Annoying moraines blocked easy access and once again we were plodding up and down them before passing one last tarn and starting the loose ascent of the gully. Where the gully steepened, we cut climber’s left to gain the summit of the sw-ne ridge to Marmota’s west face. Even this ridge had some height gain / loss but the views were absolutely gorgeous on this clear, cool summer morning so we weren’t complaining. We even walked briefly on a remnant glacier before finally looking up at the 400 remaining vertical meters to the summit of Marmota, gained via black limestone steps with verglass and steep scree slopes. It took us almost 4 hours to this point, so a 5 hour ascent from the bivy was looking possible.
After ascending the slick, frozen dinner plate scree of Marmota’s west face we found ourselves with a heckuva view on the upper ridge of the mountain. A small glacier on the east side provided great views as we continued climbing straight up the ridge. We finally reached the summit around 5 hours after leaving our bivy and this was at a pretty fast pace. The views were absolutely mind blowing in the great morning light. No haze, no smoke and no obstructions. The summit measured at 3120m on both our barometric GPS units – well above the official height of Corona Ridge.
It was surprising how many remnant glaciers exist in this area. A few hundred years ago this must have been quite the icefield. I was determined to find an original ascent register, since we were sure that we were only the 2nd or 3rd ascent of this peak – it is way in the middle of nowhere. I almost gave up but persevered and I finally spotted a small film canister buried in the collapsed summit cairn! Yes – this is always a very exciting thing on a remote summit because you never know whose names you might find. The last time I found an original summit register was on Hooge Peak and that one was from 1946! This one was soaking wet but as I delicately unfolded the sheet of paper I could still read it. It was 43 years old and from the guidebook husband & wife team of Tony and Gillian Daffern! So cool. They ascended Marmota from Noyes Creek in 1972 – three years before I was born! I replaced their record with a dry sheet of paper and added our names. A possible 2nd ascent but I can’t know that for sure. I do know that not many folks have stood on the summit of Marmota Peak. Looking south we wondered if the crumbly summit there was any higher. Only one way to find out – we made our way over and up the loose pile of rocks. Nope. It is also 3120m and only because of the rickety cairn on it. After a ton of summit photos we prepared for the long descent.
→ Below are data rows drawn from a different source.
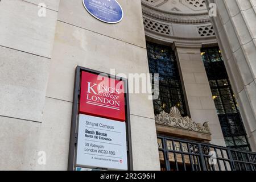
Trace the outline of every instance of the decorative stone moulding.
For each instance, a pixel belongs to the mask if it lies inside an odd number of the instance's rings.
[[[144,1],[155,7],[159,7],[160,6],[165,4],[168,1],[168,0],[144,0]]]
[[[212,25],[197,27],[197,32],[200,36],[214,36],[215,32]]]
[[[157,124],[210,134],[208,122],[202,125],[193,121],[188,116],[183,117],[176,107],[171,108],[170,113],[162,111],[155,116],[155,120]]]
[[[143,17],[143,24],[145,28],[166,35],[170,34],[169,25],[158,23]]]

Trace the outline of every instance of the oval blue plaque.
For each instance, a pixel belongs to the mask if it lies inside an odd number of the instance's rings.
[[[98,20],[109,23],[122,20],[123,12],[116,0],[82,0],[86,10]]]

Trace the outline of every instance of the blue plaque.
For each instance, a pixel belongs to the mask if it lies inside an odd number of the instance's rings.
[[[122,20],[123,12],[116,0],[82,0],[86,10],[98,20],[108,23]]]

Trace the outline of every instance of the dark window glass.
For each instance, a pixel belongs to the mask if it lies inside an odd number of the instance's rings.
[[[246,133],[221,51],[218,47],[204,48],[201,55],[226,146],[250,150]]]
[[[187,115],[181,84],[174,52],[169,47],[147,42],[150,72],[159,73],[159,97],[154,100],[155,114],[163,110],[169,113],[171,107],[176,106],[181,115]]]

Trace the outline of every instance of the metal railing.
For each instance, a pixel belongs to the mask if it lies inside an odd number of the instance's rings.
[[[158,136],[163,171],[256,171],[256,153]]]

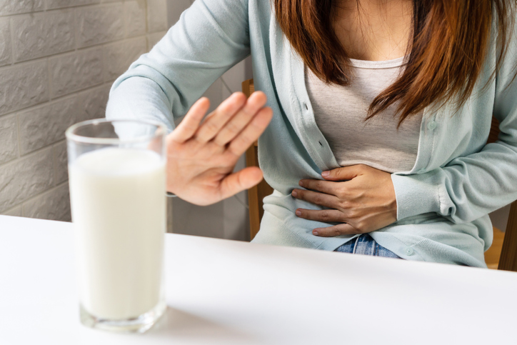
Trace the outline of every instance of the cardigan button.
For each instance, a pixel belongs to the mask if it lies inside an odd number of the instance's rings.
[[[432,131],[432,130],[433,130],[434,129],[436,129],[436,126],[438,126],[438,124],[436,124],[436,121],[433,121],[433,120],[430,121],[429,123],[427,124],[427,128],[428,128],[430,131]]]

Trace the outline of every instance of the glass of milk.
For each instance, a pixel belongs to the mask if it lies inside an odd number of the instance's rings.
[[[144,332],[166,309],[163,125],[97,119],[66,131],[81,321]]]

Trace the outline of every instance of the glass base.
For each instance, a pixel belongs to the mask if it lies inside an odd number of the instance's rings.
[[[124,333],[144,333],[152,327],[154,324],[164,315],[167,305],[165,301],[161,301],[147,313],[138,317],[125,320],[110,320],[100,319],[89,313],[83,306],[80,306],[81,323],[87,327],[103,329],[104,331],[124,332]]]

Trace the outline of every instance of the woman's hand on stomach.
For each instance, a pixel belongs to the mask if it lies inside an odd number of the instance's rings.
[[[197,205],[209,205],[257,184],[256,166],[234,173],[239,157],[260,136],[273,111],[266,95],[248,99],[236,92],[203,120],[210,103],[201,98],[167,136],[167,191]]]
[[[313,230],[321,236],[364,234],[397,220],[395,189],[389,173],[363,164],[323,171],[325,180],[302,179],[303,189],[294,189],[294,198],[331,209],[296,209],[296,216],[337,225]]]

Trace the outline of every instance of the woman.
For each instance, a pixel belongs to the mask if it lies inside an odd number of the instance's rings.
[[[255,242],[484,267],[487,214],[517,199],[514,5],[198,0],[117,79],[107,116],[172,129],[186,114],[167,188],[199,205],[261,180],[231,171],[263,131],[275,191]],[[250,54],[262,92],[201,121],[196,100]]]

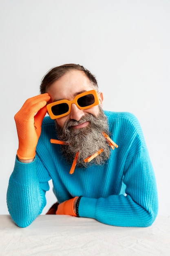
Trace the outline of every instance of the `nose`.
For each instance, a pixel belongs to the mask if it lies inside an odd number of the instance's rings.
[[[71,111],[70,114],[70,118],[79,121],[81,117],[84,115],[83,110],[79,109],[76,105],[73,103],[71,104]]]

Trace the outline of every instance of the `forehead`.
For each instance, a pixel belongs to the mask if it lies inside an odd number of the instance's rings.
[[[53,83],[47,92],[53,101],[63,99],[71,100],[75,95],[92,88],[91,81],[84,72],[73,70]]]

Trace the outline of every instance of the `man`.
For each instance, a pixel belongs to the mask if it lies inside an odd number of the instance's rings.
[[[104,112],[95,77],[78,65],[50,70],[40,91],[15,117],[19,147],[7,202],[15,223],[26,227],[41,213],[52,179],[56,215],[152,225],[156,182],[136,118]]]

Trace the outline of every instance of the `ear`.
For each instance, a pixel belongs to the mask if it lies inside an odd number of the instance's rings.
[[[103,93],[102,92],[100,92],[98,94],[98,97],[99,97],[99,101],[100,104],[102,107],[103,106]]]

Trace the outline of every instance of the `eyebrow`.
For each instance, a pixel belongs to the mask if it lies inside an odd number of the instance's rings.
[[[86,90],[82,90],[82,91],[80,91],[77,92],[75,92],[75,93],[73,94],[74,97],[75,98],[75,96],[77,96],[77,95],[78,95],[79,94],[81,94],[81,93],[82,93],[83,92],[87,92],[87,91]],[[53,102],[55,102],[55,101],[61,101],[63,99],[55,99],[53,101]]]

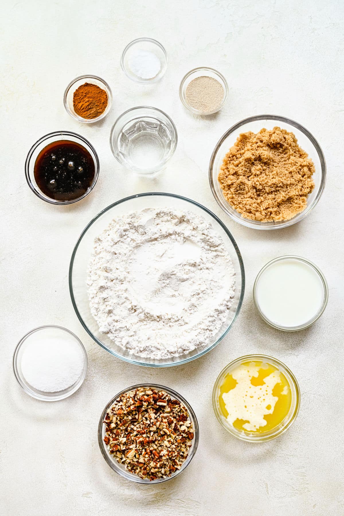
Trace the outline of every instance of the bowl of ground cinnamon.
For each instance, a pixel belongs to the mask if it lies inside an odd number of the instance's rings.
[[[303,219],[320,198],[326,164],[314,137],[283,117],[251,117],[231,127],[209,167],[218,203],[236,222],[280,229]]]
[[[63,97],[67,112],[75,120],[86,123],[104,118],[110,110],[112,100],[110,86],[96,75],[77,77],[68,85]]]

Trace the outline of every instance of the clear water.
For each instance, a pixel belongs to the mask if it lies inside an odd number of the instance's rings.
[[[118,147],[129,168],[141,173],[156,171],[162,166],[173,146],[170,128],[157,119],[132,120],[119,136]]]

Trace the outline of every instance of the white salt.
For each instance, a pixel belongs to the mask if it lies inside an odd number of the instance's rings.
[[[84,368],[84,355],[76,343],[60,337],[28,343],[21,361],[22,372],[35,389],[56,392],[77,381]]]
[[[152,79],[161,68],[159,58],[148,50],[133,50],[128,64],[133,73],[141,79]]]

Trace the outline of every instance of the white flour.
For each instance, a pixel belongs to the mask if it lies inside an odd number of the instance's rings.
[[[168,208],[113,220],[95,239],[87,277],[101,332],[130,353],[155,359],[213,342],[235,285],[231,257],[211,225]]]

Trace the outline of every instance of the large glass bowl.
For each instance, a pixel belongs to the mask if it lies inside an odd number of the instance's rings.
[[[315,167],[315,172],[312,176],[315,183],[313,192],[307,199],[307,206],[300,213],[298,213],[289,220],[282,220],[276,222],[265,222],[259,220],[251,220],[245,218],[241,214],[237,212],[226,200],[223,195],[218,176],[223,158],[241,133],[252,131],[258,133],[263,127],[268,130],[272,129],[275,126],[282,129],[285,129],[294,133],[300,147],[308,153],[313,160]],[[312,211],[316,205],[323,191],[326,182],[326,163],[323,153],[320,146],[310,134],[302,125],[293,120],[285,118],[284,117],[274,115],[259,115],[255,117],[250,117],[232,126],[224,133],[218,142],[210,158],[209,165],[209,181],[211,191],[218,204],[224,212],[234,220],[255,229],[281,229],[298,222]]]
[[[148,478],[141,478],[139,476],[138,476],[138,475],[135,475],[134,473],[130,473],[130,472],[125,469],[122,464],[120,464],[117,462],[116,459],[114,458],[113,455],[111,455],[109,453],[107,446],[104,442],[104,438],[105,436],[105,425],[103,422],[104,420],[106,412],[109,409],[111,408],[111,407],[113,405],[114,401],[118,398],[119,398],[120,396],[122,396],[122,395],[124,394],[125,392],[128,392],[128,391],[133,391],[134,389],[138,389],[139,387],[146,387],[150,389],[156,389],[158,391],[165,391],[170,395],[171,398],[174,399],[177,399],[184,406],[185,408],[187,409],[190,420],[192,424],[194,436],[193,439],[192,439],[192,444],[190,447],[188,456],[182,464],[181,469],[177,470],[171,475],[171,476],[167,477],[166,478],[157,478],[156,480],[150,480]],[[189,403],[188,403],[185,398],[183,398],[182,396],[178,394],[177,392],[175,392],[175,391],[172,391],[172,389],[168,389],[167,387],[165,387],[163,385],[155,385],[154,384],[140,383],[138,385],[133,385],[132,387],[128,387],[127,389],[123,389],[123,390],[121,391],[121,392],[119,392],[118,394],[116,394],[116,395],[112,398],[110,401],[109,401],[108,404],[106,405],[106,407],[103,411],[102,415],[101,416],[101,418],[99,420],[99,424],[98,425],[98,443],[99,444],[99,447],[101,449],[102,454],[107,463],[109,464],[110,467],[111,467],[114,471],[116,471],[117,473],[118,473],[119,475],[124,477],[124,478],[126,478],[127,480],[131,480],[132,482],[136,482],[138,483],[161,483],[162,482],[166,482],[167,480],[169,480],[172,478],[174,478],[178,475],[183,473],[183,472],[185,471],[185,469],[189,465],[196,453],[197,446],[198,445],[198,423],[197,422],[196,415],[193,412],[191,406],[189,404]]]
[[[130,354],[106,334],[101,333],[98,325],[90,310],[86,285],[87,271],[94,238],[107,227],[114,218],[126,213],[139,211],[144,208],[170,208],[189,210],[203,217],[210,222],[222,237],[226,249],[230,253],[236,275],[235,293],[233,303],[225,322],[215,336],[214,342],[203,349],[198,349],[187,354],[170,359],[156,359],[142,358]],[[238,246],[233,236],[221,221],[204,206],[194,201],[172,194],[147,193],[132,196],[121,199],[108,206],[89,222],[83,231],[74,248],[69,268],[69,289],[72,302],[79,319],[89,335],[118,358],[138,365],[164,367],[178,365],[204,354],[218,344],[229,331],[236,319],[243,298],[245,279],[242,260]]]

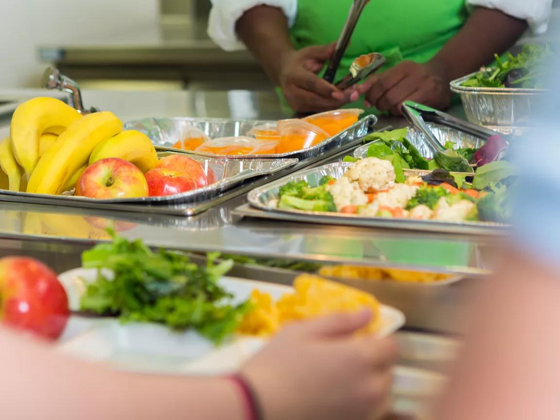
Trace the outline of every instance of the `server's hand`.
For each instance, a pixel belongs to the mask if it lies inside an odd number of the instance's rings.
[[[342,92],[318,74],[334,52],[335,45],[314,45],[284,56],[278,77],[292,109],[305,114],[340,108],[347,102]],[[333,97],[337,92],[339,99]]]
[[[246,363],[267,420],[379,418],[388,405],[396,351],[391,339],[356,337],[370,314],[286,327]]]
[[[428,64],[404,61],[386,71],[372,75],[363,84],[347,90],[344,97],[354,101],[364,96],[366,106],[401,115],[401,105],[414,101],[437,109],[451,104],[449,80]],[[342,97],[335,94],[337,99]]]

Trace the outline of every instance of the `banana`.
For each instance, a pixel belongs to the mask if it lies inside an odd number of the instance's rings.
[[[90,165],[106,157],[118,157],[136,165],[146,173],[157,163],[157,152],[150,138],[127,130],[100,143],[90,157]]]
[[[57,138],[58,138],[58,134],[55,134],[54,133],[45,132],[41,134],[41,137],[39,138],[39,157],[46,153],[46,151],[54,144],[54,142]]]
[[[70,178],[87,163],[97,144],[122,130],[123,123],[113,113],[95,113],[81,118],[39,160],[29,179],[27,192],[60,194]]]
[[[74,108],[52,97],[34,98],[17,107],[10,136],[13,156],[28,179],[39,161],[41,134],[49,128],[67,127],[81,118]]]
[[[8,176],[10,191],[19,191],[21,184],[21,169],[12,153],[9,137],[0,142],[0,167]]]
[[[0,189],[10,189],[10,178],[8,178],[8,175],[2,170],[1,167],[0,167]]]
[[[74,175],[68,178],[68,180],[66,181],[64,186],[62,187],[60,192],[64,193],[66,191],[73,189],[76,187],[76,184],[78,183],[78,180],[80,179],[80,177],[82,176],[83,171],[86,170],[86,167],[87,167],[87,165],[84,165],[74,172]]]
[[[45,131],[43,132],[44,134],[56,134],[57,136],[60,136],[64,132],[67,127],[65,127],[63,125],[54,125],[52,127],[49,127]]]

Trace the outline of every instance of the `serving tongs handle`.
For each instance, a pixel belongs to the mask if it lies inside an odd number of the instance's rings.
[[[419,106],[418,106],[419,105]],[[424,120],[423,116],[428,109],[431,109],[429,107],[423,109],[424,105],[417,104],[411,101],[407,101],[403,104],[403,114],[410,123],[412,127],[424,134],[426,137],[428,147],[432,151],[434,156],[441,153],[445,150],[445,148],[440,143],[433,133],[430,129]]]
[[[412,101],[407,101],[403,104],[403,112],[405,116],[407,117],[407,119],[419,129],[422,129],[419,127],[416,126],[415,122],[418,122],[419,119],[421,119],[422,122],[436,123],[442,125],[445,125],[450,128],[454,128],[463,133],[466,133],[471,136],[481,138],[484,141],[493,136],[500,134],[497,132],[489,130],[480,125],[477,125],[475,124],[469,123],[465,120],[462,120],[460,118],[453,116],[453,115],[450,115],[441,111],[438,111],[430,106]],[[414,121],[411,119],[413,118],[414,119]],[[427,129],[429,130],[425,124],[424,126]],[[424,132],[423,129],[422,131]],[[431,133],[431,131],[430,131],[430,133]],[[424,133],[424,134],[426,134],[426,133]],[[427,134],[426,135],[428,137]],[[432,136],[433,137],[433,134]]]
[[[332,59],[329,62],[329,65],[325,72],[323,78],[329,83],[333,83],[337,74],[337,71],[340,65],[340,60],[348,48],[350,43],[350,39],[352,38],[354,30],[356,29],[356,24],[360,19],[363,8],[366,7],[370,0],[353,0],[350,12],[348,13],[348,18],[344,24],[342,29],[342,32],[338,38],[337,43],[337,48],[334,51],[334,55]]]
[[[70,105],[76,108],[78,112],[83,115],[99,112],[99,110],[95,107],[90,109],[83,108],[83,101],[82,100],[82,92],[78,86],[78,83],[67,76],[61,74],[58,69],[48,67],[43,75],[41,85],[46,89],[59,90],[70,94]]]

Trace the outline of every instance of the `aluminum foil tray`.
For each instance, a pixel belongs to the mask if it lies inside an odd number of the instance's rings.
[[[467,119],[502,134],[520,134],[530,126],[539,98],[546,89],[468,87],[462,86],[477,73],[451,82],[459,94]]]
[[[326,175],[336,179],[340,178],[351,165],[352,164],[346,162],[329,164],[318,167],[296,172],[263,186],[255,188],[248,195],[249,202],[253,207],[262,211],[251,215],[265,218],[295,222],[465,235],[496,235],[507,233],[509,230],[510,226],[508,225],[491,222],[452,223],[434,220],[365,217],[357,214],[340,213],[279,209],[269,204],[272,200],[278,198],[280,187],[286,183],[290,181],[305,180],[311,185],[318,185],[321,178]]]
[[[174,154],[162,152],[160,157]],[[46,204],[100,209],[122,210],[144,213],[160,213],[190,216],[200,212],[197,208],[204,203],[209,208],[215,199],[256,177],[274,174],[297,163],[297,159],[223,159],[192,156],[208,173],[212,170],[216,182],[203,188],[160,197],[97,199],[72,195],[29,194],[0,189],[0,201]],[[203,210],[201,210],[203,211]]]
[[[428,128],[433,133],[436,138],[441,144],[445,144],[451,141],[457,145],[457,147],[474,147],[478,148],[484,143],[484,141],[480,137],[467,134],[459,130],[455,130],[446,125],[441,125],[432,123],[426,123]],[[409,128],[407,138],[420,152],[424,157],[432,158],[433,153],[428,147],[426,137],[414,128]],[[354,157],[363,159],[367,156],[367,150],[371,143],[367,143],[358,147],[354,151]]]
[[[211,138],[244,136],[253,127],[270,121],[233,121],[231,120],[198,118],[144,118],[127,123],[127,130],[138,130],[146,134],[160,150],[188,153],[198,156],[211,156],[227,159],[297,158],[300,161],[318,157],[326,152],[349,147],[370,132],[377,122],[374,115],[362,118],[351,127],[336,136],[326,139],[312,147],[288,153],[270,155],[244,155],[240,156],[209,155],[176,149],[171,146],[183,138],[186,130],[195,127],[203,131]]]

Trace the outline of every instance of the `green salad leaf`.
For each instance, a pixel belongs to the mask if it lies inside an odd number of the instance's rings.
[[[539,86],[546,63],[552,53],[548,45],[528,44],[517,55],[508,54],[503,59],[496,54],[494,64],[465,81],[469,87],[521,87]]]
[[[218,284],[232,261],[216,264],[219,254],[212,253],[200,267],[181,253],[153,251],[139,240],[111,234],[111,242],[82,254],[84,268],[99,270],[82,297],[82,310],[177,330],[192,328],[216,343],[235,331],[250,304],[234,304]],[[106,276],[104,269],[112,275]]]
[[[491,162],[478,168],[473,180],[473,186],[483,190],[516,174],[515,167],[507,161]]]

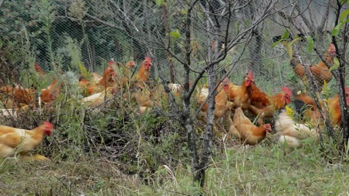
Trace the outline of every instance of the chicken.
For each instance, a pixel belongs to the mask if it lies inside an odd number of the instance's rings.
[[[251,104],[258,108],[262,108],[270,105],[269,96],[261,91],[254,82],[251,83],[252,95]]]
[[[171,91],[171,92],[177,97],[180,96],[181,92],[183,90],[183,87],[181,85],[178,83],[169,83],[168,88]]]
[[[291,102],[291,91],[286,87],[282,88],[283,92],[280,93],[273,96],[267,96],[263,98],[266,98],[269,103],[268,105],[259,107],[252,105],[250,105],[248,110],[252,114],[258,116],[257,122],[261,125],[264,123],[265,118],[272,117],[276,111],[285,108],[285,106]],[[256,103],[258,102],[255,100]],[[261,103],[262,102],[261,101]],[[265,102],[265,103],[266,103]]]
[[[243,143],[255,145],[260,143],[266,136],[266,132],[271,130],[269,124],[260,125],[254,125],[243,114],[241,107],[235,110],[233,120],[228,118],[230,126],[229,132],[239,138]]]
[[[41,143],[44,135],[49,135],[53,130],[53,125],[48,122],[31,130],[0,125],[0,157],[32,151]]]
[[[136,64],[133,61],[130,61],[127,62],[124,66],[121,63],[119,64],[118,68],[119,68],[120,70],[117,71],[117,84],[121,87],[126,87],[126,84],[129,82],[129,79],[131,77],[131,73],[130,73],[130,70],[133,69]]]
[[[279,135],[279,141],[283,145],[287,145],[290,149],[302,146],[302,140],[310,138],[317,141],[318,130],[310,129],[305,124],[295,122],[282,110],[279,119],[275,122],[275,130]]]
[[[81,77],[78,86],[82,89],[86,90],[88,95],[101,92],[105,88],[112,87],[115,82],[113,79],[115,72],[112,65],[112,64],[109,64],[104,72],[103,77],[98,82],[89,82],[86,78]]]
[[[144,89],[143,90],[138,90],[132,93],[131,99],[136,101],[139,106],[139,113],[144,114],[149,111],[153,107],[154,102],[152,100],[153,93],[148,89]]]
[[[349,88],[345,87],[346,104],[349,105]],[[316,122],[321,117],[321,114],[315,104],[315,101],[305,93],[298,95],[295,100],[296,111],[302,118]],[[330,120],[332,125],[340,125],[341,124],[341,116],[338,94],[320,102],[320,106],[323,110],[324,104],[328,108]]]
[[[99,81],[99,80],[101,80],[102,78],[103,78],[103,76],[95,72],[92,73],[92,80],[95,83],[98,83],[98,82]]]
[[[40,74],[42,75],[44,75],[45,74],[45,71],[42,69],[41,67],[40,66],[40,64],[39,64],[39,63],[38,62],[35,62],[34,64],[34,69],[35,69],[35,71],[40,73]]]
[[[228,92],[229,82],[230,81],[228,78],[225,78],[222,82],[219,84],[217,91],[217,95],[215,97],[216,103],[214,110],[215,118],[222,117],[226,114],[227,110],[227,103],[228,102]],[[209,90],[206,87],[203,88],[200,90],[197,94],[198,103],[201,105],[209,96]],[[202,109],[202,111],[206,112],[208,109],[208,104],[206,103]]]
[[[55,79],[51,85],[41,91],[40,98],[42,104],[53,101],[60,91],[59,87],[57,85],[57,79]],[[23,105],[30,105],[35,107],[35,96],[36,91],[34,89],[25,89],[21,87],[13,88],[9,86],[0,88],[0,93],[7,94],[7,97],[3,96],[3,102],[6,107],[11,108],[20,107]]]
[[[56,97],[60,92],[60,88],[62,87],[63,83],[60,85],[57,85],[57,78],[56,78],[52,82],[51,85],[46,89],[41,90],[40,99],[41,102],[44,103],[49,103],[55,100]]]
[[[118,91],[116,89],[108,87],[106,91],[83,98],[82,102],[85,103],[89,107],[97,106],[104,103],[105,97],[109,99],[112,95],[117,93]]]
[[[333,55],[336,52],[334,45],[330,43],[327,51],[325,53],[325,58],[328,63],[331,66],[333,64]],[[304,78],[305,74],[303,66],[299,61],[298,58],[293,55],[290,62],[291,65],[293,68],[293,70],[296,75],[300,78]],[[320,86],[323,85],[323,81],[327,82],[330,81],[332,78],[332,74],[329,70],[325,63],[323,61],[320,62],[317,65],[307,66],[307,69],[310,69],[317,83]],[[304,80],[307,82],[306,80]]]
[[[233,108],[241,107],[242,109],[248,108],[252,96],[252,83],[254,82],[253,74],[250,70],[247,77],[243,80],[241,86],[235,86],[231,82],[228,83],[228,100],[233,102]]]
[[[148,81],[148,77],[150,76],[150,68],[152,66],[152,59],[145,57],[144,61],[140,66],[137,73],[132,78],[132,81],[136,82],[136,86],[141,89],[145,87],[144,82]]]

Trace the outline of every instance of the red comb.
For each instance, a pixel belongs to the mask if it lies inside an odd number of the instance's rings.
[[[247,77],[251,78],[253,78],[253,73],[252,73],[252,70],[248,70],[248,74],[247,74]]]
[[[152,63],[152,59],[151,59],[149,57],[145,57],[145,58],[144,58],[145,60],[145,61],[147,61],[148,63]]]
[[[52,124],[52,123],[50,123],[49,122],[44,122],[42,123],[44,125],[45,125],[46,126],[48,127],[49,128],[53,129],[54,128],[54,126]]]
[[[348,87],[345,87],[344,89],[346,92],[349,92],[349,88]]]
[[[330,53],[334,53],[336,52],[336,47],[334,46],[334,44],[333,43],[331,43],[330,44],[330,45],[329,46],[329,49],[327,49],[327,51],[330,52]]]
[[[229,79],[228,77],[225,77],[222,81],[222,82],[227,83],[229,81]]]
[[[291,95],[291,90],[288,88],[286,87],[281,87],[281,89],[282,89],[282,90],[284,91],[285,93],[288,95]]]

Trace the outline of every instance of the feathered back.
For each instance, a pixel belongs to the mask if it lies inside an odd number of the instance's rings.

Our descent was fairly easy – simply retracing our ascent route. There were lots of ups and downs, of course, and tons of side-hilling again. Thankfully there was a nice cool breeze the entire time, making the summer heat bearable. We arrived at our bivy pretty stiff and sore from the previous 24 hours of exercise, but our trip time of 9 hours was excellent so we took half an hour to relax at camp before packing up and heading back up to the Totem col.
The day was quite warm as we worked our way back down Totem Creek to highway 93 but there were no difficulties other than the pain of even more side-hilling. When we got to the highway we found ourselves plodding along the black top with a lineup of cars waiting for the construction to let them past. Our parking plan worked perfectly as it was just ahead of the lineup. The construction workers I chatted with along the highway were quite surprised when I told them where we’d been. I heard them exclaiming as I walked away that they couldn’t imagine just “bushwhacking into the middle of nowhere” like we just did. It felt really good to get a couple of lesser known summits that are very lofty and extremely scenic and worthwhile. I’ll be back up Totem Creek one day to tag some more peaks back in the Spreading Creek Valley, but I’ll have to let my mind forget the nasty side-hilling first.